Zhang Fan ficou perplexo. Capachos do Reino dos Supremos?
Ele respondeu: “Sou o Imperador do Leste do Reino Divino. O que é esse Reino dos Supremos? Vim em busca do Caminho da Reencarnação e peço ao Soberano que me esclareça.”
O suspiro do interior cessou abruptamente. “Em que era estamos agora?”, perguntou a voz.
“Era Imperial, ano 890”, respondeu Zhang Fan.
O silêncio se prolongou por muito tempo. Teria passado tanto tempo assim? O Reino Divino nem sequer conhecia mais o Reino dos Supremos... No fim, também não passavam de peças no tabuleiro. Para aquelas entidades, o Reino Divino era apenas uma formiga um pouco mais forte.

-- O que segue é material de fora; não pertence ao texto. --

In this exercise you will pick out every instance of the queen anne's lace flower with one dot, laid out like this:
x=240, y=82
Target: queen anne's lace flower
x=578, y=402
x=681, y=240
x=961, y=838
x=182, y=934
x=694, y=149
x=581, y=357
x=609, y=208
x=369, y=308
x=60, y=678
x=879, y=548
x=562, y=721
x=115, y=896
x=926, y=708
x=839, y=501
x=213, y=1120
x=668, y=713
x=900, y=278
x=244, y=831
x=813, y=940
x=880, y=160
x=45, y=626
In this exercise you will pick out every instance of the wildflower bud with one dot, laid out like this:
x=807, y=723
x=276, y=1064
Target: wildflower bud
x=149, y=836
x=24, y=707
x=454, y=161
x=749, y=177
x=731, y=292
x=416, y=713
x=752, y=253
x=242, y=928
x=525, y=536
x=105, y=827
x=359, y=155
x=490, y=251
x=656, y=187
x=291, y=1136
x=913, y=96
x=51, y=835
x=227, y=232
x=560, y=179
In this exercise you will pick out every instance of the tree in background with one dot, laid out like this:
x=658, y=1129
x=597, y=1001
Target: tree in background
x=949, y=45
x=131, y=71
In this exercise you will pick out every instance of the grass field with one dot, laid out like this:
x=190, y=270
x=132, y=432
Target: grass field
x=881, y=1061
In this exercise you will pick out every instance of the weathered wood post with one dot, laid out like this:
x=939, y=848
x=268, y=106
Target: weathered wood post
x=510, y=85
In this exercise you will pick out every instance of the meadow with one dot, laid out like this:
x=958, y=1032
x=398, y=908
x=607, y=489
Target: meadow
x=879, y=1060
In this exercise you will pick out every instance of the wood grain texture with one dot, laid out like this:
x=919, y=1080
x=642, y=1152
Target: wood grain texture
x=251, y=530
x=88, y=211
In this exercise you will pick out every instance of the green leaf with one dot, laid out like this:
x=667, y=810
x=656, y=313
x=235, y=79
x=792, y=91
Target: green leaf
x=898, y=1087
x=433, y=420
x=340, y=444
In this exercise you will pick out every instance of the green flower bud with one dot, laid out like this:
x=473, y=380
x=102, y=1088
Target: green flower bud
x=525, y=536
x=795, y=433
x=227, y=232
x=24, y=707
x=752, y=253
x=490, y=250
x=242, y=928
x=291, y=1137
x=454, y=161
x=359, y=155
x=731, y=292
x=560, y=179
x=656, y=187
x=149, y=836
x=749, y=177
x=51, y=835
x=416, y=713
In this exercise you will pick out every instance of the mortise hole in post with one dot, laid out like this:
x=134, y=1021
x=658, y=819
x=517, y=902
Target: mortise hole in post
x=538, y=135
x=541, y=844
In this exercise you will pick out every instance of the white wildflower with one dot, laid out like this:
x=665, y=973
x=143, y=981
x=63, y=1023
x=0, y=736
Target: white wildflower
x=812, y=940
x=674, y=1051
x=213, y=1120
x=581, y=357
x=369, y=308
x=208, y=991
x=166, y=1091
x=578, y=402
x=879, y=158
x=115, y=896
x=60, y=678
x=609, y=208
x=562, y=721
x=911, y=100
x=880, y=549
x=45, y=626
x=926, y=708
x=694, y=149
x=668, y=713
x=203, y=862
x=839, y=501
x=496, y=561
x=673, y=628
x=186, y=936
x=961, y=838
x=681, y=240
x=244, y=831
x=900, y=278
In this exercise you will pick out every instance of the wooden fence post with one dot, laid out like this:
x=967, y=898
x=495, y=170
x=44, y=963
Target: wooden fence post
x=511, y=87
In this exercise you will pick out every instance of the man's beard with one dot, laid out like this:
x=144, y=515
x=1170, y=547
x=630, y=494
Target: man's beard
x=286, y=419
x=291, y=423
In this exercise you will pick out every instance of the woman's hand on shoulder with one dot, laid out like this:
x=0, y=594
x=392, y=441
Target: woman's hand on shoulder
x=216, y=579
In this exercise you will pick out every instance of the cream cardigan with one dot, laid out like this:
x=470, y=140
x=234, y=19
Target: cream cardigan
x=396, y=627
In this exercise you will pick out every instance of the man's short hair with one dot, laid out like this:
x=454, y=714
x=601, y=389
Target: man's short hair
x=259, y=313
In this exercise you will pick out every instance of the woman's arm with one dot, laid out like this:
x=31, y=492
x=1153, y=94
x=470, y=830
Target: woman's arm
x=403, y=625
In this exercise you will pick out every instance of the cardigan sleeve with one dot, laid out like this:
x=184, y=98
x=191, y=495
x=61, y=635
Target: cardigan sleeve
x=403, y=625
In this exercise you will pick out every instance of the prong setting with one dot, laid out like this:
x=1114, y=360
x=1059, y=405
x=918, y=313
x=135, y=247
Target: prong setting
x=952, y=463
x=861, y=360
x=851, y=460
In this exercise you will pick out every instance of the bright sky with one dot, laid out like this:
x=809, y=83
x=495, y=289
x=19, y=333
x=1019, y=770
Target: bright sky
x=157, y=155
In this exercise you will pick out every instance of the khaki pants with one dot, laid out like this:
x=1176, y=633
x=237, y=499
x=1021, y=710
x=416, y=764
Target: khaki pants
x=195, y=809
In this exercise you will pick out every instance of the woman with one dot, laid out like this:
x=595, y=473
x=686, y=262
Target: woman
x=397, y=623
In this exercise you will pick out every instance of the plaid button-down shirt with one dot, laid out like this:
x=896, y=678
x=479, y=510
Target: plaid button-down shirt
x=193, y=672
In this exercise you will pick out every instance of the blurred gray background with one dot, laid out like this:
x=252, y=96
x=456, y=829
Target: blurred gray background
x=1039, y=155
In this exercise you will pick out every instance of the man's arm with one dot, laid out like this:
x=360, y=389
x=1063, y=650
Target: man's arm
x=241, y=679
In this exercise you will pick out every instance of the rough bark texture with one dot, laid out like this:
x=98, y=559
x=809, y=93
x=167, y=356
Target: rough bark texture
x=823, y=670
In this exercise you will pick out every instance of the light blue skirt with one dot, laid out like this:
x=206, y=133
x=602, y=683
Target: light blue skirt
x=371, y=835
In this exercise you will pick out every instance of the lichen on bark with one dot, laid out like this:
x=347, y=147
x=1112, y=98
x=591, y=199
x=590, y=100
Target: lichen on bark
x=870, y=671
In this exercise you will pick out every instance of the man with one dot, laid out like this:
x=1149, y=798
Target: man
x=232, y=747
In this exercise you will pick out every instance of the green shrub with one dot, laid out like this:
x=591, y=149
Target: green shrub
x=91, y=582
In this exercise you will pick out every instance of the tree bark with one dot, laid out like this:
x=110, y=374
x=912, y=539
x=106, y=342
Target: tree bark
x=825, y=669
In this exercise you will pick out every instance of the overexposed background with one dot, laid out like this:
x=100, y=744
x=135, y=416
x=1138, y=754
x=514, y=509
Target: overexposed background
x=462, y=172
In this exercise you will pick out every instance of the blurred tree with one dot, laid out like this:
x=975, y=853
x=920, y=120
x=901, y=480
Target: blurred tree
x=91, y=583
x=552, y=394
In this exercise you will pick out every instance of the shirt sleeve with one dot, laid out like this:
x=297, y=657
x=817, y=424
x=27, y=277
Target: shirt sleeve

A surpresa de Zhang Fan era indescritível. Atualmente, no Reino Divino, os quatro Imperadores eram considerados o auge. Ainda assim, para outros, eram meras formigas. Que entidades seriam essas? Que poder e influência teriam para considerar os mais poderosos do Reino Divino como insetos insignificantes?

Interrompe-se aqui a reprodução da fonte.